Fair Harbor
A new line of eco-conscious swimwear utilizes upcycled plastic (Fair Harbor)
By Kirk Miller / April 18, 2019 8:09 am

Turns out there’s even more plastic in the ocean than we thought.

But you can help. By taking a cool dip in the water.

What you’ll wear: Fair Harbor, a sustainable swimwear brand  that meshes cool style with some great, ocean-saving materials, available now.

The New York brand takes their inspiration from “childhood, barefoot summers” spent on Fire Island. Wanting to keep the beaches and surrounding waters clean, the brother/sister duo of Jake and Caroline Danehy created the line of swimwear crafted, in part, from post-consumer recycled polyester, which upcycles anywhere from 3-22 plastic bottles per item.

(Fun side note: Fair Harbor got its start at a mock Shark Tank competition at Colgate, where it was judged by celebrities like Jessica Alba, MC Hammer and Neil Blumenthal. It later became a successful Kickstarter campaign.)

That upcycled material is combined with organic cotton and a bit of spandex to create a line of colorful (but decidedly not tacky) board shorts, along with some like-minded tees, hoodies and bags.

The end result? The products themselves are durable, water-resistant and dry quickly. Plus, there’s some nice detailing: Zippered back pockets, additional side pockets and just enough stretch to keep things comfy.

This week the brand released a collaboration with the men’s shirting line UNTUCKit, with six styles that possess a bit more flair (see these orange photo print trunks) and a tailored fit.

Want to do more to help the oceans look better while helping your wardrobe?
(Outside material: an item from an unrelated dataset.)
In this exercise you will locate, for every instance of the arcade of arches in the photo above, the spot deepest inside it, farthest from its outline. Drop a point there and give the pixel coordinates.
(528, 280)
Below, eight other brands that mix style with a save-the-oceans ethos.

Adidas x Parley: Upcycled waste from beaches and coastal communities is turned into a yarn that’s used to create athletic shirts, shoes and shorts.

Everlane

Everlane: The California outfitter’s transforming millions of plastic bottles into a handsome, functional clothing line called ReNew.

Guppyfriend: A mesh laundry bag you can put your synthetic clothing in, throw in the washing machine like normal, then collect the plastic microfiber residue from and dispose of it instead of letting it wash into our waterways.

Norton Point

Norton Point: One pound of ocean-bound plastic is used to make each pair of this beachy eyewear

Solgaard: A former Kickstarter, Solgaard makes kickass travel products designed to optimize space and also prevent theft. They’re also currently transitioning to using exclusively recycled ocean plastics.

Sperry: The heritage brand recently debuted a line of sneakers and boat shoes made from BIONIC, a material woven from plastic recovered from marine and coastal environments.

Tropicfeel

Tropicfeel: A Kickstarter sensation, this ravel sneaker built from recycled plastic bottles. More on them here.

United by Blue: A brand that pledges to remove one pound of trash from the oceans for every product purchased. They craft a line of bags made from REPREVE, a sustainable fiber made from recycled fabrics and plastic water bottles.